For the better part of the twentieth century, the work of one of the Reformed world's most gifted theologians, Herman Bavinck (1854–1921), was locked away in the Dutch tongue. A few of his works were available in English, but it was not until the publication of his four-volume Reformed Dogmatics that a new reading audience gained access to his thought. The old adage—when it rains, it pours—is applicable in a positive way in this case. Reformation Heritage Books has published one of Bavinck's lesser-known but important works, which deals with the work of the Holy Spirit in effectual calling and regeneration. The book was written as a controversy brewed regarding regeneration and baptism. The editor describes Bavinck's work as a "mildly 'anti-Kuyperian' work," as Abraham Kuyper's views are largely at issue.
First, Bavinck deals with the relationship between election and the order of salvation, particularly justification. Bavinck addresses Kuyper's view on predestination (supralapsarianism) and how it leads him to the erroneous conclusion that believers are justified in eternity past. Believers are chosen by God in eternity, but they are justified in history, when they profess their faith in Christ.
Second, Bavinck discusses the relationship between the immediate work of the Spirit and the means of grace.

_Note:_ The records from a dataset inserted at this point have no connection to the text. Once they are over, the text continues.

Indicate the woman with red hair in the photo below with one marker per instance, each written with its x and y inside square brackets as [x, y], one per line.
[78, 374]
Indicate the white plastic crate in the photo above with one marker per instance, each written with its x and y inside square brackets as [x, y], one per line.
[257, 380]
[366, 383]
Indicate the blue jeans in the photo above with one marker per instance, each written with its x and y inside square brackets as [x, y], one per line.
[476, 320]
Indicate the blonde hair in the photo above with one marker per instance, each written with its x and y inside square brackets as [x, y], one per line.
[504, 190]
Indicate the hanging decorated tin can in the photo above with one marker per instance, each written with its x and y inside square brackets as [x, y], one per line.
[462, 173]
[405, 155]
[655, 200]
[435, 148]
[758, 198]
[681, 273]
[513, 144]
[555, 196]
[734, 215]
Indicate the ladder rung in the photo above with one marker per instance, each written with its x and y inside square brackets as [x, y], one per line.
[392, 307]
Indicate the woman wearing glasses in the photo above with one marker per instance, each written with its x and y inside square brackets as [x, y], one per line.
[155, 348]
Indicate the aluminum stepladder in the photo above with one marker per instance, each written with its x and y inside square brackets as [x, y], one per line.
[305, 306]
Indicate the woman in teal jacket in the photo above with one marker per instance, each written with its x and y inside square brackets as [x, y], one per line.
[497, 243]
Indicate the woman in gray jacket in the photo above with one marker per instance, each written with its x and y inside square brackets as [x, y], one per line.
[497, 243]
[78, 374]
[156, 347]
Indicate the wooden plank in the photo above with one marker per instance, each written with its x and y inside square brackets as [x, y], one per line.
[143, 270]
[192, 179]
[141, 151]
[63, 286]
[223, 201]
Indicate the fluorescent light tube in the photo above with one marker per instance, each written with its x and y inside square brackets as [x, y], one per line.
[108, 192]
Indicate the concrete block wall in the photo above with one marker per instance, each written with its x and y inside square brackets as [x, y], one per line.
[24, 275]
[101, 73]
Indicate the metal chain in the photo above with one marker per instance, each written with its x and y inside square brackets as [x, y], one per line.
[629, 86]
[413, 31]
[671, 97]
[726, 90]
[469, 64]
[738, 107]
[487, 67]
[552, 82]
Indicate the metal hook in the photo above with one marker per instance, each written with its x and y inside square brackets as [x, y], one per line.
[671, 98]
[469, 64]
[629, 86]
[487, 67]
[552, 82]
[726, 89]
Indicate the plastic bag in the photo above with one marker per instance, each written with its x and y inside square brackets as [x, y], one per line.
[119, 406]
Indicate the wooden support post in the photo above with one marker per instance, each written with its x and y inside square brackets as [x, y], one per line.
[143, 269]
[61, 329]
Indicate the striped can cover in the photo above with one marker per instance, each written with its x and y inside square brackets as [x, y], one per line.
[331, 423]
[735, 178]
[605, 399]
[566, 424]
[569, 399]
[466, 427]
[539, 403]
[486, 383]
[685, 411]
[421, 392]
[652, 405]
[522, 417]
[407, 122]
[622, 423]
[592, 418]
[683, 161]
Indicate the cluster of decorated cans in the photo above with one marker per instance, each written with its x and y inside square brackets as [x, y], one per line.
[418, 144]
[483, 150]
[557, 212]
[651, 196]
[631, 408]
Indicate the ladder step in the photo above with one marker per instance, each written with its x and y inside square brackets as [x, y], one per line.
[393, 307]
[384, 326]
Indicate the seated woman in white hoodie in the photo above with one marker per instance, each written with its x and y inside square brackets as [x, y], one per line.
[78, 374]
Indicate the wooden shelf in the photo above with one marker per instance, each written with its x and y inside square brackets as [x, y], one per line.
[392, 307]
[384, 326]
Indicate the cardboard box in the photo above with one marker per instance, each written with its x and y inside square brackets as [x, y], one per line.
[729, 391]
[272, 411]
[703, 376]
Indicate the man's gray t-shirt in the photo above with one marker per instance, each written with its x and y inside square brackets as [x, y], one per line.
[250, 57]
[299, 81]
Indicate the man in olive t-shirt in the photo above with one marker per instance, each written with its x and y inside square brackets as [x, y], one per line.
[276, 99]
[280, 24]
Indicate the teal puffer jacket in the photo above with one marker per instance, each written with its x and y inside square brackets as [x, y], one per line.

He explains that the Holy Spirit works immediately and directly upon the heart of a person in salvation, but that this work does not preclude the use of means (word and sacraments). He also explains that God "addresses us in the external call through law and gospel" (p. 146).
Third, he addresses the question of why the church baptizes its infants. Many in the Reformed church assume that the church baptizes covenant children because they are presumed to be regenerate. However, Bavinck explains that the covenant of grace is more foundational, in that it precedes a person's faith. In other words, the church baptizes infants because of the covenant promise, not because of their presumed regeneration.
This is a very helpful treatment of the subject of regeneration and related matters. Bavinck is deeply aware of the history of the doctrine and interacts with a number of lesser-known but important Reformed luminaries from the sixteenth and seventeenth centuries. Also, the editor's introduction is well written and helps the reader understand Bavinck's work in its historical context. The editor's footnotes scattered throughout the work are also helpful. All in all, this work is a wonderful addition to the Bavinck corpus in English.